Perjalanan

Surabaya dan Kampung Inggris di Pare

Sepotong Surabaya

Akhirnya saya bisa kembali menginjak Surabaya, kali ini bukan sekadar transit tapi menghabiskan satu malam di sana. Serunya lagi karena kali ini perjalanan dilanjutkan ke Kampung Inggris di Pare-Kediri yang terkenal itu

Sekitar pukul 10 WIB, Garuda Citilink yang membawa saya ke Surabaya mendarat dengan sempurna. Sepanjang 1 jam perjalanan di udara saya kebanyakan tidur sambil mendengarkan lagu dari iPod. Surabaya agak mendung hari itu. Di gerbang Juanda saya disambut para supir taksi, mobil rental dan tukang ojek. Satu persatu ajakan mereka saya tolak, saya sudah berniat untuk menggunakan kendaraan umum dimulai dari DAMRI bandara.

Tujuan saya Sparkling Backpacker Hotel di Jalan Kayun. Tempat ini memang sengaja saya pilih karena letaknya yang strategis, dekat dengan tempat acara Pesta Komunitas yang diadakan oleh teman-teman Blogdetik Surabaya. Hanya dengan berjalan kaki dari hotel selama kurang lebih 10 menit, sampailah di Grand City Surabaya tempat acara diadakan.

Dari Juanda ke Bungurasih perjalanan masih lancar. Masalah baru timbul ketika di Bungurasih saya harus menuju ke terminal Wonokromo. Bus 3/4 dari Sidoarjo yang saya tumpangi ternyata sangat menguji kesabaran. Sejam lebih saya berada di atas bus menunggu sang supir mendapat wangsit untuk mulai jalan. Beberapa kali saya hampir menyerah dan memilih taksi untuk mengantar saya ke jalan Kayun. Beruntung kekuatan dompet saya masih belum sekuat niat untuk menumpang taksi.

Rasa lega betul-betul menjalari seluruh relung hati ketika sang supir memutuskan untuk mulai jalan. 30 menit kemudian sampailah saya di Wonokromo. Tadinya saya sudah siap menyerah melihat deretan angkot yang masih santai menunggu penumpang tanpa tahu kapan akan mulai jalan. Saya sudah berniat untuk mencegat taksi dengan perhitungan biayanya tidak akan terlalu mahal. Beruntung ketika sedang menunggu taksi, sebuah angkot warna coklat dengan line M mendarat di depan saya. Tanya sebentar dan kemudian jalan meski kecepatannya ternyata maksimal 20 KM/jam.
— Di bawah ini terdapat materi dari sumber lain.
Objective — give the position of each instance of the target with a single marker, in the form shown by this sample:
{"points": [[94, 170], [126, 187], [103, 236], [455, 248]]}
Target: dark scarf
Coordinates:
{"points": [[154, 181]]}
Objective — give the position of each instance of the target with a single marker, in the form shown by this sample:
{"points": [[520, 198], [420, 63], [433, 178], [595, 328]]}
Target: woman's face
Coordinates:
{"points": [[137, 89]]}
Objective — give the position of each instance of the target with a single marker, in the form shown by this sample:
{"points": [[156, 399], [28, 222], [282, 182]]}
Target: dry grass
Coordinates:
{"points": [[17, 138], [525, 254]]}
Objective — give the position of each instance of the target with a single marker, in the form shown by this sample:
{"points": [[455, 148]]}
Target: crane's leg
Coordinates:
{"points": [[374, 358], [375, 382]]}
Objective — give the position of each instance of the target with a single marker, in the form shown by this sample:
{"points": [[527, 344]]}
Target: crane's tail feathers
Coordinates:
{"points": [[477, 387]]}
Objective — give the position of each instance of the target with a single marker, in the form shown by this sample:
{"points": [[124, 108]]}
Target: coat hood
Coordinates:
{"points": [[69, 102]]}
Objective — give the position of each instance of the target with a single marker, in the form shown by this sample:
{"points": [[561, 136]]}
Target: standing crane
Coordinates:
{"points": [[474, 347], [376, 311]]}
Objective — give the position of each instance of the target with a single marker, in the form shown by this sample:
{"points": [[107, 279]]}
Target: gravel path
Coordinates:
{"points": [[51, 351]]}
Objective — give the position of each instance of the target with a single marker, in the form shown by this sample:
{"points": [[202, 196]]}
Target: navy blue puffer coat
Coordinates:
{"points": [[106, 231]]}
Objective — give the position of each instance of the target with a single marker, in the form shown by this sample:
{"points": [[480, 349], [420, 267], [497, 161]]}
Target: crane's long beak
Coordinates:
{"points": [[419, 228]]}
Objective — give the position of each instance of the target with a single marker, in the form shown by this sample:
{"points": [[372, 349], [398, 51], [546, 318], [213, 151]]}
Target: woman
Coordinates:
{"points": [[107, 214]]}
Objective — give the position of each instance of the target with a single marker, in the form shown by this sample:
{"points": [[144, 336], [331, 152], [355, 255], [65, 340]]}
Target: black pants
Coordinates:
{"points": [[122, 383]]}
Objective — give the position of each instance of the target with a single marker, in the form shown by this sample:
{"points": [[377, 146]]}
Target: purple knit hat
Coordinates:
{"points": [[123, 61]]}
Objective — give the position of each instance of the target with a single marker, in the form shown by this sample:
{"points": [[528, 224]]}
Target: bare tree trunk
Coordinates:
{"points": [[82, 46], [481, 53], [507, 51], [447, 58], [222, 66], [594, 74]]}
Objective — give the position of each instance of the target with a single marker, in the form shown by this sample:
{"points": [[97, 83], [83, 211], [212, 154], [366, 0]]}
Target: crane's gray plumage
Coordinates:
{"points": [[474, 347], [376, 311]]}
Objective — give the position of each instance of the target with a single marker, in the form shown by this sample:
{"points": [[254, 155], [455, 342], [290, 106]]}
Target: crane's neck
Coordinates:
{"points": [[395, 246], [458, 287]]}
Sparkling Backpacker Hotel yang Murah dan Nyaman

Akhirnya perjuangan yang tak seberapa berat itu berakhir di sebuah bangunan berbentuk ruko berlantai 4, jauh dari bayangan saya sebelumnya. Sparkling Backpacker Hotel benar-benar mirip toko bila dilihat sepintas. Setelah check in dan mengambil kunci saya bergegas ke lantai 3 tempat kamar saya berada.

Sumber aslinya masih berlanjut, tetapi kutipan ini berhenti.